Kira y Leo, cogidos del brazo, se dirigieron a la estación Nikola-ievsky. Iban cayendo gotas de agua sobre el pavimento, y con cada gota caía un rayo de sol. En una esquina, Leo compró un ramo de violetas. Lo prendió del hombro de Kira, como un penacho de color, fresco y perfumado sobre su viejo traje negro. Ella sonrió de felicidad y dio con el pie a un pedacito de hielo, que fue a parar a un charco y salpicó de barro a los transeúntes. Acababa de llegar el tren. Se abrieron paso entre una muchedumbre excitada que les empujaba de un lado para otro, arrastrándoles hacia adelante y metiéndoles los codos en el estómago y los tarones entre los pies. Algunos soldados observaban con aire inquisitivo a los pasajeros que bajaban silenciosamente del tren.
Bajó un hombre. Su nariz era muy rara. Era tan corta y arremangada en forma tan brusca que las dos aberturas quedaban casi verticales: debajo de ella había un ancho espacio y luego unos labios gruesos, cubiertos de pecas. Su vientre temblaba como gelatina, mientras ponía el pie en el suelo. Su gabán daba la impresión de demasiado astroso, sus botas parecían demasiado sucias. Los soldados le cogieron del brazo y se disponían a registrarle. El lanzó un débil gemido.
– ¡Camaradas, hermanos, Dios os ayude! ¡Os equivocáis! No soy más que un pobre campesino, hermanos; nada más que un pobre campesino. Nunca he oído hablar de especulación. Pero al mismo tiempo soy un ciudadano responsable. Si me soltáis os diré una cosa.
– ¿Qué puedes decirnos, hijo de perra?
– ¿Veis a aquella mujer? Es una especuladora. Lo sé. Os diré dónde esconde sus mercancías; lo he visto con mis propios ojos. Unas manos fuertes agarraron a la mujer. Sus brazos parecían los de un esqueleto entre los puños de los soldados: unas greñas grises le caían sobre los ojos, debajo de un viejo sombrero con una pluma negra. Su chal, prendido sobre el pecho con un broche de mosaico, oscilaba silenciosamente, de una manera convulsiva, con un ligero temblor nervioso parecido al de una ventana cuando se produce una explosión a lo lejos. Gemía enseñando tres dientes amarillos en medio de una boca muy negra.

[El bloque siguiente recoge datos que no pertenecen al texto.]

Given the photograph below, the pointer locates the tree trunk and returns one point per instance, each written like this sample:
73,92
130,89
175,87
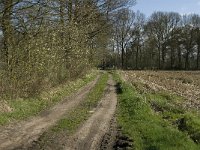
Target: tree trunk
179,58
7,29
122,57
136,60
198,55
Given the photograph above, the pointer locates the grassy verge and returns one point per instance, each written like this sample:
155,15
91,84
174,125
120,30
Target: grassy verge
24,108
72,120
147,127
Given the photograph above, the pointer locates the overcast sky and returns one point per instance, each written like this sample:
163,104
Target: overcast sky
181,6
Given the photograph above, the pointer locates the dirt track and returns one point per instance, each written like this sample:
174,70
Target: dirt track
23,133
90,135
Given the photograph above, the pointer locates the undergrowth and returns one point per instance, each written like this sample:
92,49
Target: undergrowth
24,108
72,120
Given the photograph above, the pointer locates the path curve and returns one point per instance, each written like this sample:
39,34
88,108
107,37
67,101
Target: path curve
90,135
24,132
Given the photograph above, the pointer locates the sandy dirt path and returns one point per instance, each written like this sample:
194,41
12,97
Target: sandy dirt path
90,135
24,132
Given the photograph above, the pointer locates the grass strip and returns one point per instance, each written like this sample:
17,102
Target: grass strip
145,127
72,120
24,108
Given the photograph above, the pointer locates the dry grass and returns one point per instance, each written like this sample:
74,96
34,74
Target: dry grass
182,83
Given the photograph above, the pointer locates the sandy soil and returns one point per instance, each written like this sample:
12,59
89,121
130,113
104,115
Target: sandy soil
23,133
93,131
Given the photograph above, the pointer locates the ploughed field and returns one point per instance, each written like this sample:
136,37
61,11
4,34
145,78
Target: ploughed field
183,83
159,109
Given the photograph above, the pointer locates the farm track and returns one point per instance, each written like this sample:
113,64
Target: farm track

– Camaradas, es para mi nieto… no vendo nada… únicamente es para mi nieto… soltadme por favor, camaradas. Mi nieto tiene el escorbuto… es necesario que coma… por favor, camaradas… el escorbuto… por favor…
Los soldados se la llevaron a rastras. Se le cayó el sombrero. No se detuvieron a recogerlo, y alguien lo pisó, aplastando la negra pluma.
El hombre de las narices verticales les miró alejarse. Sus gruesos labios rojos sonreían. Luego se volvió a Kira y se dio cuenta de que ésta le estaba mirando. Guiñó un ojo y con aire de misterio y de inteligencia, le señaló la salida con un movimiento de cabeza. Luego se fue, y Kira y Leo, estupefactos, le siguieron. En un oscuro callejón, no lejos de la salida, se detuvo mirando con cautela a su alrededor. Guiñó de nuevo un ojo y abrió su gabán. El harapiento sobretodo tenía un forro de hermosas pieles, que despedían el sofocante olor a clavo que todos los viajeros usaban como medio de protección contra los piojos en el tren. En la profundidad de estas pieles desprendió algo de unos ganchos invisibles, y su brazo, que había desaparecido en el forro, volvió a aparecer con una hogaza y un pedazo de jamón ahumado. Sonrió. Los labios y la parte inferior de su cara sonrieron, pero la parte superior, la corta nariz y los brillantes ojos semicerrados permanecieron extrañamente quietos y como paralizados.